Grafana-dashboard instellen

  1. Voer de volgende opdracht voor het doorsturen van poorten uit op uw lokale ontwikkelcomputer om toegang te krijgen tot Grafana.

    kubectl port-forward svc/sampleapp-grafana 3000:80
    
  2. Open in een browser de volgende URL.

    http://localhost:3000/login
    
  3. Wanneer u wordt gevraagd om referenties, tenzij de adminPassword waarde tijdens de installatie van de prometheus-operator Helm-grafiek is overschreven, kunt u de volgende waarden gebruiken:

    • gebruikersnaam: beheerder
    • wachtwoord: prom-operator
  4. Kies Dashboard>Graph in het menu aan de linkerkant.+>

  5. Selecteer ergens in het zojuist toegevoegde deelvenster en typ e om het deelvenster te bewerken.

  6. Voer op het tabblad Metrische gegevens de volgende query in:

    rate(requests_total{pod=~"sampleapp-.*", custom_status="good"}[1m])
    
  7. Wijzig op het tabblad Algemeen de naam van dit deelvenster in Alle sampleapp-pods.

  8. Wijzig in de overzichtsbalk boven aan de pagina het duurbereik in Afgelopen 5 minuten of Afgelopen 15 minuten.

  9. Als u dit deelvenster wilt opslaan, selecteert u het pictogram Opslaan in de overzichtsbalk.

  10. In het voorgaande deelvenster worden metrische succespercentagegegevens van alle varianten gevisualiseerd. Deze omvatten stabiele (van de sampleapp implementatie), basislijn (van de sampleapp-baseline implementatie) en kanarie (van de sampleapp-canary implementatie). U kunt alleen de basislijn- en canary-metrische gegevens visualiseren door een ander deelvenster toe te voegen, met de volgende configuratie:

    • Selecteer op het tabblad Algemeen voor Titel de basislijn van de sampleapp en de canary.
    • Gebruik op het tabblad Metrische gegevens de volgende query:
    rate(requests_total{pod=~"sampleapp-baseline-.*|sampleapp-canary-.*", custom_status="good"}[1m])
    

    Notitie

    In het deelvenster voor basislijn- en canary-metrische gegevens zijn alleen metrische gegevens beschikbaar voor vergelijking onder bepaalde voorwaarden. Deze voorwaarden zijn wanneer de canary-fase Implementeren is voltooid en de canary-fase Promoveren/afwijzen wacht op handmatige interventie.

    Tip

    Annotaties instellen voor Grafana-dashboards om fasevoltooiingsgebeurtenissen visueel weer te geven voor Deploy canary en Promote/reject canary. Dit is handig, zodat u weet wanneer u begint met het vergelijken van de basislijn met de canary en wanneer de promotie of afwijzing van de kanarie respectievelijk is voltooid.
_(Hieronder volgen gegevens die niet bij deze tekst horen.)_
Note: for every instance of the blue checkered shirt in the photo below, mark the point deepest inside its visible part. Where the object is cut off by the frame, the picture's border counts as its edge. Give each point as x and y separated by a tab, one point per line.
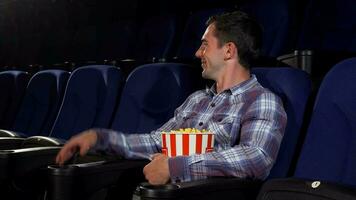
248	122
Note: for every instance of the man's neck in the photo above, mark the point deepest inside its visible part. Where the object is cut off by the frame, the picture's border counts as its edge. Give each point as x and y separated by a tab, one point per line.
232	75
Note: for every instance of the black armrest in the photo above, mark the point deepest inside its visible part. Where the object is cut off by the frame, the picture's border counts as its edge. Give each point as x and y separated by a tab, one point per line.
301	59
82	181
293	188
7	143
8	133
214	188
18	162
41	141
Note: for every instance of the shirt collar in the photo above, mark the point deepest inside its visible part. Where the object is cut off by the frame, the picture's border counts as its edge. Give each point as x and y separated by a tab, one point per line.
237	89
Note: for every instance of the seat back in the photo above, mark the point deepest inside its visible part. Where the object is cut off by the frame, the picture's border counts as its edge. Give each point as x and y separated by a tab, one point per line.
155	38
89	100
193	31
329	150
293	86
41	102
151	94
12	87
276	19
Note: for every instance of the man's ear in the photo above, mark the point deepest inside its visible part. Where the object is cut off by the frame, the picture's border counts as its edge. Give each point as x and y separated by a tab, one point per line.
230	50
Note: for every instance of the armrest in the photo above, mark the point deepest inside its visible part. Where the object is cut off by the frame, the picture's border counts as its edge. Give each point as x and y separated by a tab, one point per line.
214	188
18	162
41	141
293	188
81	181
7	133
301	59
7	143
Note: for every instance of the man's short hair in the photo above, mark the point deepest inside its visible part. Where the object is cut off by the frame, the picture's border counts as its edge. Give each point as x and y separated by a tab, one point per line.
241	29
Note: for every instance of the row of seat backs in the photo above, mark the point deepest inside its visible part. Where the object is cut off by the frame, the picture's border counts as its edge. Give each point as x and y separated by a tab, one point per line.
150	95
328	153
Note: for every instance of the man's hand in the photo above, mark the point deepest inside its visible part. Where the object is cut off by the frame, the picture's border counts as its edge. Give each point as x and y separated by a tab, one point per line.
157	171
82	143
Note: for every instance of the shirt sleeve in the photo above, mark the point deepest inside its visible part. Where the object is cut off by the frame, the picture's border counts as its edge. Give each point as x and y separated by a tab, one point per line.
136	146
262	129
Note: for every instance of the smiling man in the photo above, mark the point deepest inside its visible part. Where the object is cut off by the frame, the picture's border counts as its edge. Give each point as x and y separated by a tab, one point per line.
248	120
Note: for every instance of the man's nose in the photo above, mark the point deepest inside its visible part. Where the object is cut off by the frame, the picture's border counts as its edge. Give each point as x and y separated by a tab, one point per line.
198	53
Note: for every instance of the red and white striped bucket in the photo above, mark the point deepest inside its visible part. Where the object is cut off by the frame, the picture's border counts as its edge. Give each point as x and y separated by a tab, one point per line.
185	144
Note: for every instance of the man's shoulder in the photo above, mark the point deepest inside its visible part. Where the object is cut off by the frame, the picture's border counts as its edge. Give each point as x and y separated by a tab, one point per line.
258	92
199	94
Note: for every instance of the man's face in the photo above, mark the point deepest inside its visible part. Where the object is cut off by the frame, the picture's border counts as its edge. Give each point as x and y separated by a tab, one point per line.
210	54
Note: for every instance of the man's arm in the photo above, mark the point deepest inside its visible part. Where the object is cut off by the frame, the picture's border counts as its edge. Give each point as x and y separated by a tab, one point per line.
261	133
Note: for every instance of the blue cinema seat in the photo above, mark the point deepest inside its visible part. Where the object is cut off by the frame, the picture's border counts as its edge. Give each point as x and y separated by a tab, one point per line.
12	88
89	101
151	94
40	105
326	166
293	86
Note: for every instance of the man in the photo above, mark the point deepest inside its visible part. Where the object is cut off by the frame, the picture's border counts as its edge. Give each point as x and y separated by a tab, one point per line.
248	120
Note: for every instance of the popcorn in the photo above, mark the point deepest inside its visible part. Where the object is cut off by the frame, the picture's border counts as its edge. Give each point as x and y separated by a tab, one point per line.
185	142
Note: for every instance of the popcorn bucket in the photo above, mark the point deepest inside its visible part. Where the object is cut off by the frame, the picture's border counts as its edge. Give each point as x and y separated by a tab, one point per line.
185	143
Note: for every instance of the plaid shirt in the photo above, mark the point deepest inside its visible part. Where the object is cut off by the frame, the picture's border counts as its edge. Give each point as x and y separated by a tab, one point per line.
248	122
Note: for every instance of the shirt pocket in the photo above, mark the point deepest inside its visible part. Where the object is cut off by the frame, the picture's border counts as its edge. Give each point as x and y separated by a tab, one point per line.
221	125
188	119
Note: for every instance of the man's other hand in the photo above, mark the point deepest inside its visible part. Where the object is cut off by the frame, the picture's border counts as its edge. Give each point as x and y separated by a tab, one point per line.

Basislijn en canary vergelijken

  1. Op dit moment is de canary-fase Implementeren voltooid (op basis van de wijziging van van success_rate 10 in 20). De canary-fase Promoveren/weigeren wacht op handmatige interventie. U kunt nu het slagingspercentage (zoals bepaald door custom_status=good) van de basislijn en kanarievarianten in het Grafana-dashboard vergelijken. Dit moet er ongeveer als volgt uitzien:

    Schermopname van een vergelijking van basislijn- en canary-metrische gegevens.

  2. Op basis van de waarneming dat het slagingspercentage hoger is voor kanarie, promoveert u de kanarie. Selecteer Hervatten in de handmatige interventietaak.